Publishing anonymized first-person testimonies is precisely the approach researchers took when publishing the explicit and detailed firsthand accounts of Palestinian survivors of rape and sexual torture in Israeli military detention.

Indeed the Civil Commission report includes a number of anonymized testimonies of alleged acts of sexual violence other than rape. But there are no firsthand victim testimonies of rape – except for one, a male identified as “D,” an Israeli intelligence veteran who claims he was the victim of a gang rape.

D’s claims were previously reported in Israeli media in July 2024 – where he was identified by the Hebrew letter “Dalet” – after he filed a lawsuit demanding roughly $137 million from the Israeli government.

The Civil Commission claims that D’s account is “supported by” medical records.

But Amnesty International also previously interviewed D and reviewed his medical records. Its account suggests there is much less substance than the Civil Commission would like people to think.

According to Amnesty: “The reports show that he visited the doctor twice, in March and May 2024, that he reported during both visits anxiety and fears from having been at the Nova festival when it was attacked and that he reported, during the second visit, having been subjected to sexual assault at the Nova festival site.”

Such records may be evidence that D told a doctor in May 2024 that he had been raped the previous October. But from Amnesty’s careful description there does not appear to be any medical evidence of the attack itself.

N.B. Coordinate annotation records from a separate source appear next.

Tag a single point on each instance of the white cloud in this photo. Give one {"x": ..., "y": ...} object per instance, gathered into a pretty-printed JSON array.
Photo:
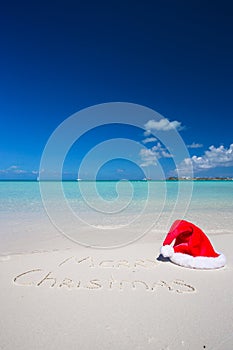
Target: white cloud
[
  {"x": 212, "y": 158},
  {"x": 162, "y": 125},
  {"x": 195, "y": 145},
  {"x": 149, "y": 139},
  {"x": 151, "y": 155}
]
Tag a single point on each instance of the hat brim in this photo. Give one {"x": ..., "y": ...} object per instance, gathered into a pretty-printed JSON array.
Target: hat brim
[{"x": 198, "y": 262}]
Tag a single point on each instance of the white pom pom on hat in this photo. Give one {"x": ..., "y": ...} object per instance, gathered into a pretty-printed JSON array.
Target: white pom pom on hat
[
  {"x": 192, "y": 247},
  {"x": 167, "y": 251}
]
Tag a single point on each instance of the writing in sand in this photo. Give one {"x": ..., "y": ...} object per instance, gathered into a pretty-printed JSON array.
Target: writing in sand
[{"x": 89, "y": 274}]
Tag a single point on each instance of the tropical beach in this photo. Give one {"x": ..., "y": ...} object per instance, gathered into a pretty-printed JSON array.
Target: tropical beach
[
  {"x": 56, "y": 293},
  {"x": 116, "y": 175}
]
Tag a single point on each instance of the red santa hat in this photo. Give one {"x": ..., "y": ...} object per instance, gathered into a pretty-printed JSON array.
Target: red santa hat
[{"x": 192, "y": 247}]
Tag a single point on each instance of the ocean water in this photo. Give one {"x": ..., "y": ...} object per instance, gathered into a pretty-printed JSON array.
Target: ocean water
[{"x": 106, "y": 213}]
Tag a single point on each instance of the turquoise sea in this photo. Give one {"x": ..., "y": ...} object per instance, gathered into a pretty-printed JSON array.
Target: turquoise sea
[{"x": 42, "y": 212}]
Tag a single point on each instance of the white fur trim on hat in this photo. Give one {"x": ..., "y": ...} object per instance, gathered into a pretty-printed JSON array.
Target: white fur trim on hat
[
  {"x": 167, "y": 251},
  {"x": 198, "y": 262}
]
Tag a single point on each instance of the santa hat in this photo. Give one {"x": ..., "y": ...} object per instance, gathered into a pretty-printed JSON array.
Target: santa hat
[{"x": 192, "y": 248}]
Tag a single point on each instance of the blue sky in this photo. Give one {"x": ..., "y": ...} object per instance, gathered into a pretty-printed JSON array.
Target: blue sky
[{"x": 58, "y": 57}]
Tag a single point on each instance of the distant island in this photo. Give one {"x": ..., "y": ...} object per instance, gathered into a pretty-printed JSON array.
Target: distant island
[{"x": 184, "y": 178}]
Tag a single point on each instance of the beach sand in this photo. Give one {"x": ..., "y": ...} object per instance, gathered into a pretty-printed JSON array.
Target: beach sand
[{"x": 82, "y": 298}]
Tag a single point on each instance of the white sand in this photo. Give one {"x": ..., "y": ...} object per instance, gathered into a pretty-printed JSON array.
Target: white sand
[{"x": 82, "y": 298}]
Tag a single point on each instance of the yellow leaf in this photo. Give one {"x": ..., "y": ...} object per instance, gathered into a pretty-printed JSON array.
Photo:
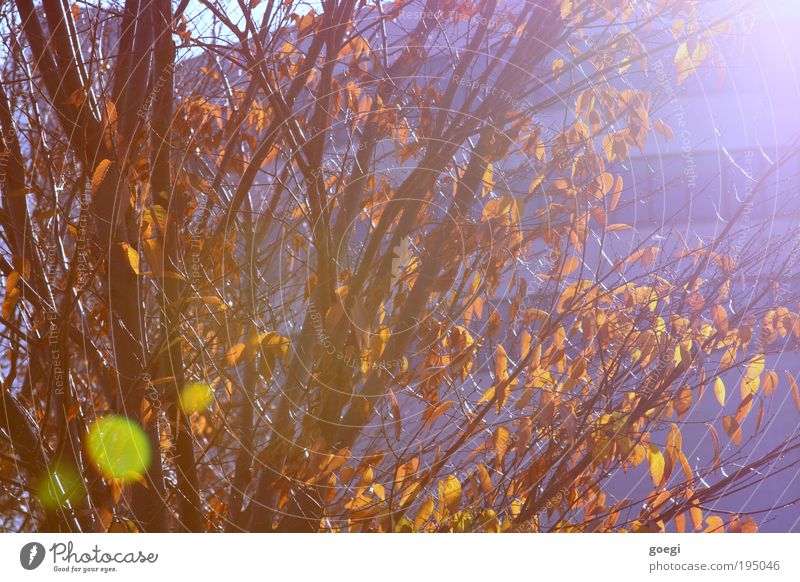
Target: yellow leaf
[
  {"x": 423, "y": 514},
  {"x": 488, "y": 179},
  {"x": 133, "y": 257},
  {"x": 99, "y": 175},
  {"x": 770, "y": 382},
  {"x": 719, "y": 391},
  {"x": 500, "y": 363},
  {"x": 656, "y": 461},
  {"x": 449, "y": 494},
  {"x": 795, "y": 392}
]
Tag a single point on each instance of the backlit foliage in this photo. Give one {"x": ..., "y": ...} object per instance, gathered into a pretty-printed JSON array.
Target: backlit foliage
[{"x": 340, "y": 269}]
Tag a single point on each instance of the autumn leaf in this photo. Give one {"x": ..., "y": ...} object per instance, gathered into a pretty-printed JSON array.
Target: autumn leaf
[
  {"x": 99, "y": 175},
  {"x": 449, "y": 495},
  {"x": 132, "y": 256},
  {"x": 719, "y": 391},
  {"x": 656, "y": 462}
]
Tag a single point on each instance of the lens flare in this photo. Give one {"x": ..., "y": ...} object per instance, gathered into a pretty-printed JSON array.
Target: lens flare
[{"x": 119, "y": 448}]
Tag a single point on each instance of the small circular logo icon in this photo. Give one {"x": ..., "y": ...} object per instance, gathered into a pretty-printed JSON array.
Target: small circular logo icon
[{"x": 31, "y": 555}]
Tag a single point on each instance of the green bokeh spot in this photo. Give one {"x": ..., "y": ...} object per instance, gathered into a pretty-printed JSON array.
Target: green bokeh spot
[
  {"x": 196, "y": 397},
  {"x": 119, "y": 448},
  {"x": 60, "y": 486}
]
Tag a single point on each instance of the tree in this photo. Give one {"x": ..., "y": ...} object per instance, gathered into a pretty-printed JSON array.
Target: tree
[{"x": 282, "y": 276}]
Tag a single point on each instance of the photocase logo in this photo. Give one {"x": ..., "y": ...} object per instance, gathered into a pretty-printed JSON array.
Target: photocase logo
[{"x": 31, "y": 555}]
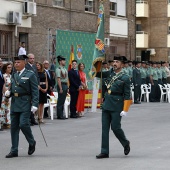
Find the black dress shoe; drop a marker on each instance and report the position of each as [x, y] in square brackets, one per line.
[31, 148]
[11, 155]
[127, 148]
[102, 155]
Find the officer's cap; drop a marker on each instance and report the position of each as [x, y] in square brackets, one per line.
[120, 58]
[21, 57]
[60, 58]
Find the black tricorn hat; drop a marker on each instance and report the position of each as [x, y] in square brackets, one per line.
[136, 62]
[21, 57]
[60, 58]
[120, 58]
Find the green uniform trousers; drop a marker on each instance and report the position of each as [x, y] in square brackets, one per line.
[114, 119]
[20, 120]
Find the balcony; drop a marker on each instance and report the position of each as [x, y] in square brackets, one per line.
[168, 40]
[168, 10]
[142, 8]
[141, 39]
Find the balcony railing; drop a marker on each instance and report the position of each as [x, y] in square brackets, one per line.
[142, 8]
[141, 39]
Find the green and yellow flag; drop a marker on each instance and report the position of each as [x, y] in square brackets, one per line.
[99, 49]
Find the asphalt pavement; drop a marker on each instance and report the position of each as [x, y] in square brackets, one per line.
[74, 143]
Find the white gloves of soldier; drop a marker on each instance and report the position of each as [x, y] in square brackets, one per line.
[34, 109]
[7, 93]
[123, 113]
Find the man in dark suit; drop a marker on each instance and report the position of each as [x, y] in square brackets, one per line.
[50, 83]
[30, 66]
[116, 103]
[137, 82]
[75, 85]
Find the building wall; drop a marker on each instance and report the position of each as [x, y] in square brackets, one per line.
[76, 19]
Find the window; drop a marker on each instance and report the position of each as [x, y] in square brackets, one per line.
[58, 3]
[113, 50]
[168, 29]
[5, 44]
[113, 8]
[89, 5]
[138, 27]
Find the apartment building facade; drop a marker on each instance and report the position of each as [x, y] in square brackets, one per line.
[36, 25]
[153, 30]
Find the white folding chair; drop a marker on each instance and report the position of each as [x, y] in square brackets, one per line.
[132, 91]
[52, 105]
[143, 92]
[163, 93]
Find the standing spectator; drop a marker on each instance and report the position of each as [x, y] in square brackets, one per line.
[6, 102]
[137, 82]
[24, 99]
[30, 66]
[75, 82]
[81, 95]
[116, 104]
[62, 87]
[50, 83]
[104, 66]
[143, 72]
[154, 83]
[22, 50]
[43, 86]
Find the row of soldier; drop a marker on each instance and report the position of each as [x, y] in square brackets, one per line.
[150, 72]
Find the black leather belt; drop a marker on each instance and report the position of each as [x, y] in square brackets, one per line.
[19, 94]
[116, 94]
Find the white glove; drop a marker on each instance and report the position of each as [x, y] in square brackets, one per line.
[7, 93]
[123, 113]
[34, 109]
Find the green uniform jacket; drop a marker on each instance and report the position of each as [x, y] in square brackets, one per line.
[120, 89]
[27, 84]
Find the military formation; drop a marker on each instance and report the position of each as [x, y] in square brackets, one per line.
[145, 72]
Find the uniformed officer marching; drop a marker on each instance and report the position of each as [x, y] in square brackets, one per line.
[62, 86]
[25, 95]
[137, 82]
[117, 101]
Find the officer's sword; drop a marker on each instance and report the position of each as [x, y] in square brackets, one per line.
[42, 133]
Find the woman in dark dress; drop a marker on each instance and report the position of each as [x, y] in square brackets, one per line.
[43, 86]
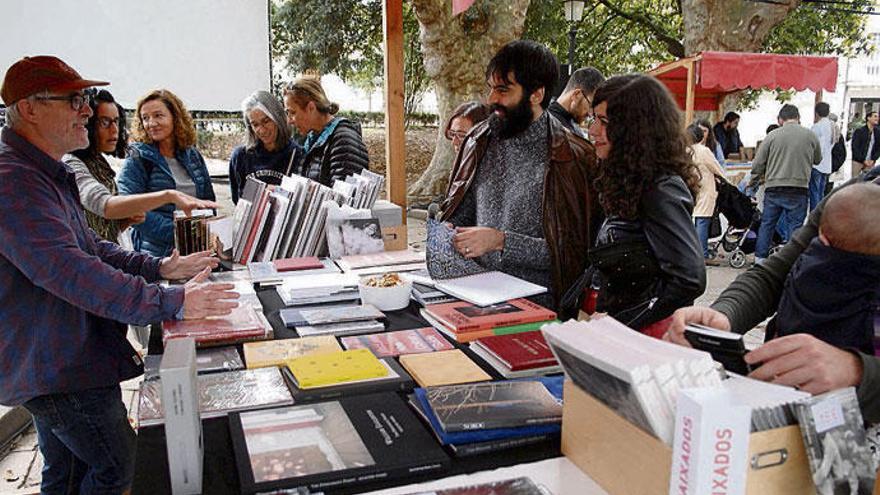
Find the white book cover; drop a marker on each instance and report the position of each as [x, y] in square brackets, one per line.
[487, 288]
[711, 445]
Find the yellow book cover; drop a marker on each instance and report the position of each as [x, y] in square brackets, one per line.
[321, 370]
[443, 368]
[278, 352]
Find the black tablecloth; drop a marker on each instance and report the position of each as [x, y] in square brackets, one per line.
[220, 474]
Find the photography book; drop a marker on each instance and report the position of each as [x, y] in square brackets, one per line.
[210, 360]
[191, 231]
[397, 380]
[296, 317]
[279, 352]
[462, 316]
[553, 384]
[516, 486]
[320, 370]
[332, 445]
[244, 324]
[725, 347]
[834, 436]
[443, 368]
[340, 329]
[520, 351]
[393, 344]
[464, 278]
[483, 406]
[221, 393]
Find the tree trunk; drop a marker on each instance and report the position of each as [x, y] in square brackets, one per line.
[456, 52]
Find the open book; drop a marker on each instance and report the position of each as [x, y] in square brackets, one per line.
[466, 279]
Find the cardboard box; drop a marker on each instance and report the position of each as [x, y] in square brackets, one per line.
[394, 238]
[625, 460]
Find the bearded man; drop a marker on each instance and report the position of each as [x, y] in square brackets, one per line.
[519, 194]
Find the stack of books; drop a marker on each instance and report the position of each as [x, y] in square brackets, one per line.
[325, 376]
[464, 322]
[360, 190]
[220, 394]
[286, 222]
[635, 375]
[191, 231]
[342, 319]
[244, 324]
[517, 355]
[487, 417]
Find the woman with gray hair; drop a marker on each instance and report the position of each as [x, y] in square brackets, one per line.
[269, 153]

No firsthand accounts of rape in captivity

The Civil Commission report asserts that Israeli men and women who returned from captivity in Gaza have “testified to experiencing rape, sexual torture and other forms of sexual abuse during their abductions and/or in captivity, as well as to witnessing sexual acts inflicted upon other hostages, including family members.”

However the captivity section does not appear to include a direct, first-person account from a returned hostage stating that she or he was raped in captivity.

The only specific public source the report cites for rape of captives appears to be a June 2024 Washington Post interview with former captive Moran Stella Yanai who explicitly states of her captors, “They didn’t rape me, they didn’t touch me.”

But the Post adds: “What haunts her most are the firsthand accounts of rape from other female hostages, whispered to her in captivity. She holds their secrets, not divulging names to protect their privacy, and to not further endanger their lives.”

It is notable that many of the former captives’ testimonies describe fear of rape, threats, humiliation, forced nudity or other alleged sexual abuse, but none provides a direct, firsthand victim account of rape.

The report does contain a few new allegations of sexual assault against former captives, including a claim that two minors “who were family members, reported that they were forced to perform ‘sexual acts on one another’ ” while in captivity in Gaza. Little additional information is provided.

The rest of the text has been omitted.